My best friend slapped my back. “So come on, buddy. If I remember right you and I used to tell each other stuff. So who is she and why do you look like you lost a hundred and found a dollar?”
Cain's words filtered through my alcohol fogged mind and I chuckled. “She's nobody. Not anymore.” My stupid sing song voice sounded ridiculous and Cain punched my arm lightly. What was it with the guy and physical contact?
He shook his head. “Nuh-uh. Not taking your bull. I know you got stuff going on in your head. I can tell. Spill it douche. For no other reason than to take my mind off my own crap.”
I knocked back another shot of tequila and hissed in through my teeth as the alcohol burned its way down my insides. “You know that sweet, doe eyed library girl?”
“Chloe? Yeah, sure, man. You got it bad for her huh?”
I shook my head. “Had it bad. Past tense.” I pointed in his face. “Passssst.”

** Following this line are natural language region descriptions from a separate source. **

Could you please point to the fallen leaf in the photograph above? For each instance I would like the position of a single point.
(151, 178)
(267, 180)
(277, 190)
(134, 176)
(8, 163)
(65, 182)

He laughed at me again and rolled his eyes. “Whatever dude. You're hooked. So what's the problem? It was clear to me she had a major crush on you.”
I laughed without a single ounce of humor. “Again, passsst tense.”
“You guys had a lovers’ tiff?”
“Let's just say I fuckin' ruined it all. Like I always do. I stalked her. Got obsessed. Fell fuckin' hard and then got kicked in the ‘nads. She fucked me and dumped me all in the same night, bro. How's that for bad romance?”
He cringed. “Whoa. Ouch, that's bad, Six. I'm sorry, bro. No chance of you two getting back together?”
I shrugged so hard I wobbled on my bar stool. “Nope. She's off with some fucking prissy guy called Zak. All clean cut and shit. Total opposite of me.”
His eyes widened and he gripped my shoulder. “No way? Wow. It seems you and I have suffered a similar fate my friend. Women huh?”
“Yup. Can't live with 'em...can't fuckin' get 'em out of your damn head.”
He leaned toward me and glanced around conspiratorially. “Do you think it was love?” His voice was low as if he was afraid to ask.
I suddenly felt sober at his question and an unwelcome clarity descended over me. “Yeah. No doubt about it.”